My second ‘batch’ came in the form of twins – a total shock to the system, especially as an 8 year gap meant the nappy days were kind of long forgotten. Twins gives you a perspective and a level of organisation in your life that is good enough to add to any CV under ‘key skills’. The perspective in terms of, wow, how easy just one baby was, to organisation, in terms of trying to just get out of the door before the shops close / day turns once again to night. Being a new mum to twins in my mid 30’s also gave me a level of reasoning where anyone with triplets was considered to be super human.

It has always fascinated me how kids are the product of both nature and nurture. We work hard at the nurture so we can make the best of their nature. How much of each produces the outcome of your efforts, remains the subject of much scientific research.

However, there is no manual, and there are many ways a modern parent can be derailed into feelings of guilt or inadequacy.
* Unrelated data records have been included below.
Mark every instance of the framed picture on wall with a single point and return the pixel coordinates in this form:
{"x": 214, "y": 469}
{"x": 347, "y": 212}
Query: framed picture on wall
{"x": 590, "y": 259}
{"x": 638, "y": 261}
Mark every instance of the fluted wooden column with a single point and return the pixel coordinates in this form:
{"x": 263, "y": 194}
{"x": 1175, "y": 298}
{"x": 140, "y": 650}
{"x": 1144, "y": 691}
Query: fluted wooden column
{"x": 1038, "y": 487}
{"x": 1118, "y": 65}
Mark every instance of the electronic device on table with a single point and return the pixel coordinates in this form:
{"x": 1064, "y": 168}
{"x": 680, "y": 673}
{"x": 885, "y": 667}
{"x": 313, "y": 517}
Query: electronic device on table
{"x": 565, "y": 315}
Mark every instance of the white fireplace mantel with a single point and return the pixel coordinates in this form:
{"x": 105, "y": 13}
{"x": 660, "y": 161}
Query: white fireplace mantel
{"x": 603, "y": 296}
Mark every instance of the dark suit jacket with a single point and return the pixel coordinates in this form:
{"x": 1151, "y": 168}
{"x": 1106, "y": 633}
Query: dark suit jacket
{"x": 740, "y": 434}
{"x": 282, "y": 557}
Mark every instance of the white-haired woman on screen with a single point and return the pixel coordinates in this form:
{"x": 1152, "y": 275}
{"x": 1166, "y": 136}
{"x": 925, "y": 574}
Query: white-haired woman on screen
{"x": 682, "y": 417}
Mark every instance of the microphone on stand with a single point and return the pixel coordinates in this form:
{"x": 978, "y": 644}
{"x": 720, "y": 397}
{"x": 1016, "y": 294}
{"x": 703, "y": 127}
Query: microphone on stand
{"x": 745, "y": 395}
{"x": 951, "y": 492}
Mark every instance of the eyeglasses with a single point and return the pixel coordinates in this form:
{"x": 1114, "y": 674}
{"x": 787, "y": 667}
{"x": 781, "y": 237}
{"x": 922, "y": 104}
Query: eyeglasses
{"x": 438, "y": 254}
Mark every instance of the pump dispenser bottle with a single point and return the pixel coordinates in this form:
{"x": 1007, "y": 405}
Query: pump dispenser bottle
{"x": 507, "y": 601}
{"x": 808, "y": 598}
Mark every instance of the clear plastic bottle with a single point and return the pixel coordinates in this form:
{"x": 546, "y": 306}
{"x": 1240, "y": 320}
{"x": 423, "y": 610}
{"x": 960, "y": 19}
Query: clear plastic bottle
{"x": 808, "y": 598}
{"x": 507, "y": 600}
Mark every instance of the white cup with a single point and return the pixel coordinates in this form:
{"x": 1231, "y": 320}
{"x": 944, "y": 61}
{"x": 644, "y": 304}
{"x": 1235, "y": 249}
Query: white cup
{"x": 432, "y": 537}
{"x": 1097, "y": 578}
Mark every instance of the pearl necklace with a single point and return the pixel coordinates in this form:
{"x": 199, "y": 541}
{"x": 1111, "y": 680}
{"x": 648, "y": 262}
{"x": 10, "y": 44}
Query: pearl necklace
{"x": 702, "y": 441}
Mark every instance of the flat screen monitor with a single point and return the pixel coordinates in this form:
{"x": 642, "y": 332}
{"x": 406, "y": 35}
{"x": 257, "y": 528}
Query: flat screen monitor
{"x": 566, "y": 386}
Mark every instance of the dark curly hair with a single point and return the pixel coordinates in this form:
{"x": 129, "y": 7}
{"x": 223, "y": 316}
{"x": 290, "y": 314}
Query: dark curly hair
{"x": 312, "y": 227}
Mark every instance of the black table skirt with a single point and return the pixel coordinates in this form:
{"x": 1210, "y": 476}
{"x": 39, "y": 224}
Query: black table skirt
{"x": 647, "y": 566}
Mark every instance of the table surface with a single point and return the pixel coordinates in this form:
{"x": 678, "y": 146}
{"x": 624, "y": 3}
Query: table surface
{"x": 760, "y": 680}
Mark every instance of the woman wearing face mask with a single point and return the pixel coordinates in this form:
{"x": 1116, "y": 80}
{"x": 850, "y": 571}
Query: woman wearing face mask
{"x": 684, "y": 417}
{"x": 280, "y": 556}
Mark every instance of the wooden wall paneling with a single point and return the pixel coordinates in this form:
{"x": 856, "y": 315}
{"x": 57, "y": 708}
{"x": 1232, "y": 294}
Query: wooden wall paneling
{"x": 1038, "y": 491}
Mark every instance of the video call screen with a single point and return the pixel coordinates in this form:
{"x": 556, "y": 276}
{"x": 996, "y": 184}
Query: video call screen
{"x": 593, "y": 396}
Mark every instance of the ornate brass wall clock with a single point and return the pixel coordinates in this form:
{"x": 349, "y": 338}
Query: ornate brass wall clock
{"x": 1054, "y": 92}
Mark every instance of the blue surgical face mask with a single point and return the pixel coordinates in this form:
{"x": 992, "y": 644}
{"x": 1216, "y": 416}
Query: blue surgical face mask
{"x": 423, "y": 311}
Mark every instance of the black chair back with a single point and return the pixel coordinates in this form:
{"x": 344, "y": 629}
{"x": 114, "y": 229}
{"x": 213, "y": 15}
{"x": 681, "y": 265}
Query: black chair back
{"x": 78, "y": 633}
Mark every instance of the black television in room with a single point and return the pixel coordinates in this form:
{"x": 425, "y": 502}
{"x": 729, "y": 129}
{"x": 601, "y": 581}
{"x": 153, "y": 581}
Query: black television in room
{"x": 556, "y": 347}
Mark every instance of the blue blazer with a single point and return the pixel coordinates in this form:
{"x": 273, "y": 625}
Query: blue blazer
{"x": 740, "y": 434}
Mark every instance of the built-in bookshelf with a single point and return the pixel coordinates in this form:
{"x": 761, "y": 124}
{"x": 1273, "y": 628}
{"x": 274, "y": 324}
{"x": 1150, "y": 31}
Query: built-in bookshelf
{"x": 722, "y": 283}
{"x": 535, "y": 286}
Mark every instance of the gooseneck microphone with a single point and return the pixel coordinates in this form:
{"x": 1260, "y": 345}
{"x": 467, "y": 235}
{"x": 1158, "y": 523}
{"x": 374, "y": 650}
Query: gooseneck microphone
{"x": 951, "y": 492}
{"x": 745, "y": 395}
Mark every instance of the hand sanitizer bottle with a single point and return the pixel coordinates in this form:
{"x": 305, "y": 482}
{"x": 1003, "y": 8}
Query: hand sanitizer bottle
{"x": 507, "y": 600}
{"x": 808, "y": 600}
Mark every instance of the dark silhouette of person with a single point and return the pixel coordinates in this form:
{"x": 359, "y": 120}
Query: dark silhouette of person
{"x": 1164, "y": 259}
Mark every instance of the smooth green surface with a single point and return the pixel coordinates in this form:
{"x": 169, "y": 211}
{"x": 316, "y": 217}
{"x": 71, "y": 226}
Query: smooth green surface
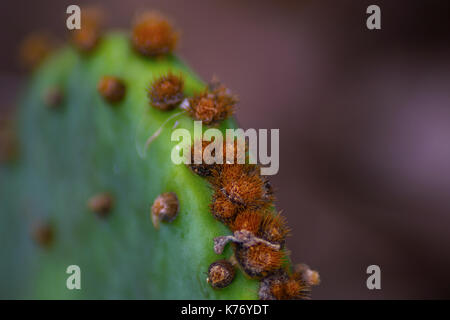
{"x": 87, "y": 147}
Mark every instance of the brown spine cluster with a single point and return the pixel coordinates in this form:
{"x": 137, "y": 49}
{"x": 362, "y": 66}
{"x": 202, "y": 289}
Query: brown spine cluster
{"x": 111, "y": 88}
{"x": 213, "y": 105}
{"x": 164, "y": 208}
{"x": 153, "y": 35}
{"x": 282, "y": 285}
{"x": 220, "y": 274}
{"x": 166, "y": 92}
{"x": 243, "y": 200}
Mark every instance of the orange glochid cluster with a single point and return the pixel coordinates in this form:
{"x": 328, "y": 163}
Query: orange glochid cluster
{"x": 243, "y": 200}
{"x": 213, "y": 105}
{"x": 166, "y": 92}
{"x": 153, "y": 35}
{"x": 112, "y": 89}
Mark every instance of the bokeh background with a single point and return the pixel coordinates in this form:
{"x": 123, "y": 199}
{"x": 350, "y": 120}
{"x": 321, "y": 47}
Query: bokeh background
{"x": 364, "y": 119}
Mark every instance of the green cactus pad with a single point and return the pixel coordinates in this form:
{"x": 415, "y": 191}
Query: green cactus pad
{"x": 86, "y": 146}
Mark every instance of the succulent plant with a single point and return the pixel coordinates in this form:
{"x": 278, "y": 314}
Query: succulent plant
{"x": 94, "y": 186}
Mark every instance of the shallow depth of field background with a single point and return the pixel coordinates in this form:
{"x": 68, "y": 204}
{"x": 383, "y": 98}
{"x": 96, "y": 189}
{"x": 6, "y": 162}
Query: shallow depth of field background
{"x": 364, "y": 119}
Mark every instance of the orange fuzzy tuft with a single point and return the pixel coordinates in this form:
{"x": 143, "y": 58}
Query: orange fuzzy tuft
{"x": 202, "y": 169}
{"x": 220, "y": 274}
{"x": 274, "y": 229}
{"x": 212, "y": 107}
{"x": 111, "y": 88}
{"x": 164, "y": 208}
{"x": 222, "y": 209}
{"x": 258, "y": 260}
{"x": 249, "y": 220}
{"x": 241, "y": 185}
{"x": 153, "y": 35}
{"x": 166, "y": 92}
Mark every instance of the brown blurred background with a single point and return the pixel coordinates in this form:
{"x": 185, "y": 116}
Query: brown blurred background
{"x": 364, "y": 119}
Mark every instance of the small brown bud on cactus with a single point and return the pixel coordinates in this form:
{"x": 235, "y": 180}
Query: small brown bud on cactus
{"x": 220, "y": 274}
{"x": 153, "y": 35}
{"x": 164, "y": 208}
{"x": 111, "y": 88}
{"x": 166, "y": 92}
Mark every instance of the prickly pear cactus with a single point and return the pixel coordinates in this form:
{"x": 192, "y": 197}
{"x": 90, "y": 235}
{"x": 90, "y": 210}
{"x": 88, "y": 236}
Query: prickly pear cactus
{"x": 82, "y": 189}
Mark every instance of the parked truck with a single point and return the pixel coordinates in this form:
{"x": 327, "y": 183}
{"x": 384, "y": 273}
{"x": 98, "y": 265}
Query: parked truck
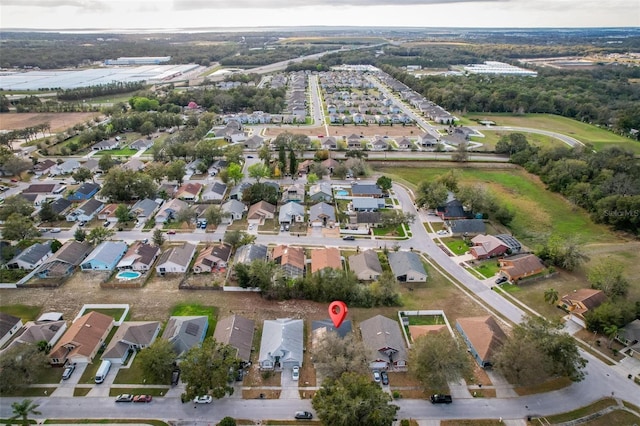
{"x": 103, "y": 370}
{"x": 439, "y": 398}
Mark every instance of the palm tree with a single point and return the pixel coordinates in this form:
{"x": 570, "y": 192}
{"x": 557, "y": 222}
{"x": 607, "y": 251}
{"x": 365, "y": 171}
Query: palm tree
{"x": 611, "y": 331}
{"x": 23, "y": 409}
{"x": 551, "y": 296}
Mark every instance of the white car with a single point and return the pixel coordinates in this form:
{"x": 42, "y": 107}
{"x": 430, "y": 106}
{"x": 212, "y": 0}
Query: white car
{"x": 295, "y": 374}
{"x": 204, "y": 399}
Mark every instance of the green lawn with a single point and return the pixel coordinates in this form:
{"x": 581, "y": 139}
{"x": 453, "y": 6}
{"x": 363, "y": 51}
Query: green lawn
{"x": 586, "y": 133}
{"x": 539, "y": 212}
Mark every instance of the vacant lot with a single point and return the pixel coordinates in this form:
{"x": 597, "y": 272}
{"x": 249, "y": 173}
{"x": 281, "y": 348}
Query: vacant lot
{"x": 59, "y": 121}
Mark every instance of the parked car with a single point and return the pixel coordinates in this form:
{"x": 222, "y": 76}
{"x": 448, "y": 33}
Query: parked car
{"x": 204, "y": 399}
{"x": 142, "y": 398}
{"x": 68, "y": 371}
{"x": 502, "y": 279}
{"x": 385, "y": 377}
{"x": 295, "y": 373}
{"x": 124, "y": 397}
{"x": 303, "y": 415}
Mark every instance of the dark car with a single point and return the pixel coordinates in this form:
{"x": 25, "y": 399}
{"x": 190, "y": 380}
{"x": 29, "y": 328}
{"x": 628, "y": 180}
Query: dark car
{"x": 68, "y": 371}
{"x": 385, "y": 377}
{"x": 175, "y": 377}
{"x": 303, "y": 415}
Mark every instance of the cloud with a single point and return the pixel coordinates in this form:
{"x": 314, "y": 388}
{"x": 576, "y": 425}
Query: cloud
{"x": 281, "y": 4}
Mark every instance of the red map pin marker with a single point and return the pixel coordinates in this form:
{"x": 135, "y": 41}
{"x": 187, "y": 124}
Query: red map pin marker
{"x": 338, "y": 312}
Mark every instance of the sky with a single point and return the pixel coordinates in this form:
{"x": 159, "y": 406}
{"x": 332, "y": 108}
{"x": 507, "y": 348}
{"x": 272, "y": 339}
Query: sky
{"x": 183, "y": 14}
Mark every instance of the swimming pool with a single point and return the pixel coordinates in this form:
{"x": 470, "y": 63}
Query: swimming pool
{"x": 128, "y": 275}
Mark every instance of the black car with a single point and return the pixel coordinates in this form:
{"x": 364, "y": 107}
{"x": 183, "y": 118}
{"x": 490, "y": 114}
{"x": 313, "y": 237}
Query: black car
{"x": 385, "y": 377}
{"x": 303, "y": 415}
{"x": 502, "y": 279}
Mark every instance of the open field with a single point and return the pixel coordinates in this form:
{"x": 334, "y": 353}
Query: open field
{"x": 59, "y": 121}
{"x": 587, "y": 133}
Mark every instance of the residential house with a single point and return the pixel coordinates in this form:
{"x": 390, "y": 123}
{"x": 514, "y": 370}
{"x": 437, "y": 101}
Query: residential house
{"x": 290, "y": 259}
{"x": 234, "y": 210}
{"x": 294, "y": 192}
{"x": 140, "y": 257}
{"x": 291, "y": 212}
{"x": 249, "y": 252}
{"x": 214, "y": 192}
{"x": 86, "y": 212}
{"x": 176, "y": 260}
{"x": 170, "y": 210}
{"x": 466, "y": 227}
{"x": 9, "y": 326}
{"x": 237, "y": 332}
{"x": 359, "y": 189}
{"x": 82, "y": 340}
{"x": 108, "y": 213}
{"x": 581, "y": 301}
{"x": 105, "y": 256}
{"x": 322, "y": 214}
{"x": 189, "y": 191}
{"x": 185, "y": 332}
{"x": 212, "y": 258}
{"x": 486, "y": 246}
{"x": 629, "y": 335}
{"x": 131, "y": 336}
{"x": 521, "y": 266}
{"x": 32, "y": 257}
{"x": 324, "y": 258}
{"x": 282, "y": 344}
{"x": 366, "y": 265}
{"x": 384, "y": 342}
{"x": 367, "y": 204}
{"x": 34, "y": 332}
{"x": 261, "y": 211}
{"x": 144, "y": 209}
{"x": 483, "y": 337}
{"x": 407, "y": 266}
{"x": 62, "y": 263}
{"x": 320, "y": 192}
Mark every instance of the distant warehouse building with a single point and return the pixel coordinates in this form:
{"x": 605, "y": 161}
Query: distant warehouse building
{"x": 138, "y": 60}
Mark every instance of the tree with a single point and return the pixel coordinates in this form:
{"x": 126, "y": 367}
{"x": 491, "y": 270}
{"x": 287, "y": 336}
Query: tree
{"x": 20, "y": 366}
{"x": 157, "y": 361}
{"x": 17, "y": 227}
{"x": 431, "y": 194}
{"x": 234, "y": 173}
{"x": 99, "y": 235}
{"x": 122, "y": 213}
{"x": 334, "y": 355}
{"x": 80, "y": 235}
{"x": 208, "y": 369}
{"x": 82, "y": 174}
{"x": 436, "y": 360}
{"x": 22, "y": 410}
{"x": 551, "y": 296}
{"x": 607, "y": 275}
{"x": 176, "y": 171}
{"x": 258, "y": 171}
{"x": 384, "y": 183}
{"x": 158, "y": 237}
{"x": 46, "y": 213}
{"x": 353, "y": 399}
{"x": 537, "y": 341}
{"x": 106, "y": 162}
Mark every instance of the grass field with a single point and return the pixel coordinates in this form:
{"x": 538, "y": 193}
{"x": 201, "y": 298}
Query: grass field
{"x": 586, "y": 133}
{"x": 539, "y": 212}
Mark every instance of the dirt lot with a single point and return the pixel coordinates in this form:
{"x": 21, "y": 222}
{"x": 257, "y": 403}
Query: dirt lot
{"x": 58, "y": 121}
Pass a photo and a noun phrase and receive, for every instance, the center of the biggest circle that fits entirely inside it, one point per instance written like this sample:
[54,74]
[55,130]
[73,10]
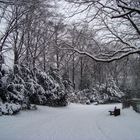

Social media is a great breeding ground for this one – how many times do we look at others’ profiles, posts and pictures and feel guilty that X has spent the weekend doing ground-breaking craft projects / scaling mountains / baking, baking and more baking with the kids, all fuelled by nutritious wholesome home-made dinners whilst dressed in Cath Kidston or Joules clothing.

Then, on top of all of that, supervising the execution of all homework on time, (plus extra work), and sending them to school on a Monday morning with clean, ironed uniform and a packed lunch Jamie Oliver would be proud of, whilst we have been festering under a mountain of chores, catching up on sleep and battling with a feeling of mass guilt about all of the above.

I know I’m not alone in this one but when you send your child to school with a shop bought fancy dress outfit for World Book Day for the umpteenth time instead of lovingly crafting one by candlelight in the wee small hours, you do tend to feel a little bit shabby perhaps. The ‘Unmumsymum’ got there first however, and all we can do is cheer her on and smile knowingly.

But enough of this competitive parenting nonsense, what really matters most is having happy, well adjusted kids. and on that front I reckon I’m doing just fine.